开发者 https://www.devze.com 2023-03-23 08:13 出处:网络
The title basically says it all. I mainly want to do this so that I can create an object (say, a custom string object) that can initialize the parameters of other functions in other APIs. Here\'s an e

The title basically says it all. I mainly want to do this so that I can create an object (say, a custom string object) that can initialize the parameters of other functions in other APIs. Here's an example of me trying to get a custom integer class to work:

#include <iostream>
using namespace std;

class test
{
public:
    int member;
    test(int i) : member(i) {}

    friend int &operator=(int &i, test t);
};

int &operator=(int &i, test t)
{
   return (i = t.member);
}

int main()
{
    int i;
    test t = 90;

    cout << (i = t);
    return 0;
}

Unfortunately I receive an error saying that operator= needs to be a member function. I understand the C++ standard's goa开发者_Go百科l in preventing static and non-member overloads for the assignment operator from being implemented, but is there any other way to do this? Thanks for any help/suggestions!

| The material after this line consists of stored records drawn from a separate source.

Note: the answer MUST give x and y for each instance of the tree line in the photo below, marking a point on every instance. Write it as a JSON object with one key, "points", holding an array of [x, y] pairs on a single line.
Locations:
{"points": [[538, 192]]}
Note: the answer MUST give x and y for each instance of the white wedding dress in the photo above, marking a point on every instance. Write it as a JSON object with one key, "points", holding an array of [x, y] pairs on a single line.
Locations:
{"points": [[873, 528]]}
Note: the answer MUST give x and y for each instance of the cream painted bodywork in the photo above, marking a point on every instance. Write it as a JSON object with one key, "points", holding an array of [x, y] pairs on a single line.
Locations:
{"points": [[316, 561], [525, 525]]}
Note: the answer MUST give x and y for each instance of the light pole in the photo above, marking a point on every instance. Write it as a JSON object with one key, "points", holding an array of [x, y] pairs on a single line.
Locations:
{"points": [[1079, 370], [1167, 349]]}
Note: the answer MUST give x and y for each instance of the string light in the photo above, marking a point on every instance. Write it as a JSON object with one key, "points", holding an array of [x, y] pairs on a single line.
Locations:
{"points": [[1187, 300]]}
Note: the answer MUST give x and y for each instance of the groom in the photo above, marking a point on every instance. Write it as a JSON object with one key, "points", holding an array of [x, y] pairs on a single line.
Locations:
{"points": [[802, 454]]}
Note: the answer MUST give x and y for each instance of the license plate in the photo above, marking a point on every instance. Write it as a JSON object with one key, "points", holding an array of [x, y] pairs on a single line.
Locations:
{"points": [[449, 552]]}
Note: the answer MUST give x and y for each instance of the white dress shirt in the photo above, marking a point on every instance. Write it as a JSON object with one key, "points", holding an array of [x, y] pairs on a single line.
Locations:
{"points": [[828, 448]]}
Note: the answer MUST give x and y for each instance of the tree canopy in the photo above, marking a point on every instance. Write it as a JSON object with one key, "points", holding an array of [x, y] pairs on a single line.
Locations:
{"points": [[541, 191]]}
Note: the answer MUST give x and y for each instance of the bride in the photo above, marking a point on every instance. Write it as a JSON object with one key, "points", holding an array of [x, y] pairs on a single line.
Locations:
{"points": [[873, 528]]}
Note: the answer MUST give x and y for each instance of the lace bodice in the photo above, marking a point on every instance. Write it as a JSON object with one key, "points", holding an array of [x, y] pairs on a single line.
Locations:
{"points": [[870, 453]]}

This is not done with an assignment operator but with an overloaded typecast. This would make your main function work like expected:

#include <iostream>
using namespace std;

class test
{
public:
    int member;
    test(int i) : member(i) {}
    operator int() const {return member;}
};

int main()
{
    int i;
    test t = 90;

    cout << (i = t);
    return 0;
}


What you are trying to do needs an conversion operator

operator int() 
{
    return this->member;
}

For the class you are trying to write(containing only integer members), You do not need to overload the = operator.

= operator is one of the member functions that is generated by the compiler by default for every class. Caveat is, it does a simple bit by bit copy(shallow copy) of class members, since you have only integers it should be good enough for you.

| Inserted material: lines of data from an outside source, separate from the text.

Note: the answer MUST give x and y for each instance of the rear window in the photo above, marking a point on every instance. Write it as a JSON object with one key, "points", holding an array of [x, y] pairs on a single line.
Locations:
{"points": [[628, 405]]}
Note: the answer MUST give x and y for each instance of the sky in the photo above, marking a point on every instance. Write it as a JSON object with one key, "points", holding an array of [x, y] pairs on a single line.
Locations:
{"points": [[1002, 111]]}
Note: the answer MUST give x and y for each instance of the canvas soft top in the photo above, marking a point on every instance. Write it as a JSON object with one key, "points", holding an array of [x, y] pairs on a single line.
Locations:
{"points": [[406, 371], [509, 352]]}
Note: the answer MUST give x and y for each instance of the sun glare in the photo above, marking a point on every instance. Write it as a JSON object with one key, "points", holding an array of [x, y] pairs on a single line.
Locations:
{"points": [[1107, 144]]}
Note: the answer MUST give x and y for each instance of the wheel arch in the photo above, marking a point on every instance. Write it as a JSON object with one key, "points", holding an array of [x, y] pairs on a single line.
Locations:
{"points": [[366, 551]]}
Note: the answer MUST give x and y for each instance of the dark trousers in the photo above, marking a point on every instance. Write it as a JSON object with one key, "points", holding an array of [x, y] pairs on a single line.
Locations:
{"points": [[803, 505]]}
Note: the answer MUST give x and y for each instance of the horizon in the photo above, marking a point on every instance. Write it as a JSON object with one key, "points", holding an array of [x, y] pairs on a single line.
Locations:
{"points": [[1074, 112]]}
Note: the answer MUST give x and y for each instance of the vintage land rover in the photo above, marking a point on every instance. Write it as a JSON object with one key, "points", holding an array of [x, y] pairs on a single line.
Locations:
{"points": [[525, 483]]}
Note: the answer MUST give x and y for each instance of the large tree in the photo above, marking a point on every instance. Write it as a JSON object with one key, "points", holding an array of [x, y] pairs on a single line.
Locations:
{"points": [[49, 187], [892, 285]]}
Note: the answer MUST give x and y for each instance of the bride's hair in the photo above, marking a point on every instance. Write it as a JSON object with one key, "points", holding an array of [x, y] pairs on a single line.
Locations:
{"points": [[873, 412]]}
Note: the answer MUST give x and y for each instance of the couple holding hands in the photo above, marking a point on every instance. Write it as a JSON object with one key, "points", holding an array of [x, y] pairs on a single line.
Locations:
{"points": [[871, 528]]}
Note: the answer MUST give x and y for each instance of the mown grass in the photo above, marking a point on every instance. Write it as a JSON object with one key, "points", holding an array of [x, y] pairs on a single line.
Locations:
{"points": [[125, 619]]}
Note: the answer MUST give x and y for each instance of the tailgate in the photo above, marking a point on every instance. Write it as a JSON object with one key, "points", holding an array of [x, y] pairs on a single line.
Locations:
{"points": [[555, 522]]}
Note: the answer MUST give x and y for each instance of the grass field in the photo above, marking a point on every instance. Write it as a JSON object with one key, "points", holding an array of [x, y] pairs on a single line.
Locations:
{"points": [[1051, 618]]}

You would need to overload the = operator if you had dynamically allocated pointers as member functions, because in that case a shallow copy of those pointers would result in all the objects containing a member pointer pointing to the same dynamic memory location & if one of the object finishes it lifetime, other objects are left with a dangling pointer.
As @Tony, aptly points in out comments Shallow copy is usually bad but not always. See his comments for a scenario.

If at all you want to overload the assignment operator check out the Copy and Swap Idiom to do it right way.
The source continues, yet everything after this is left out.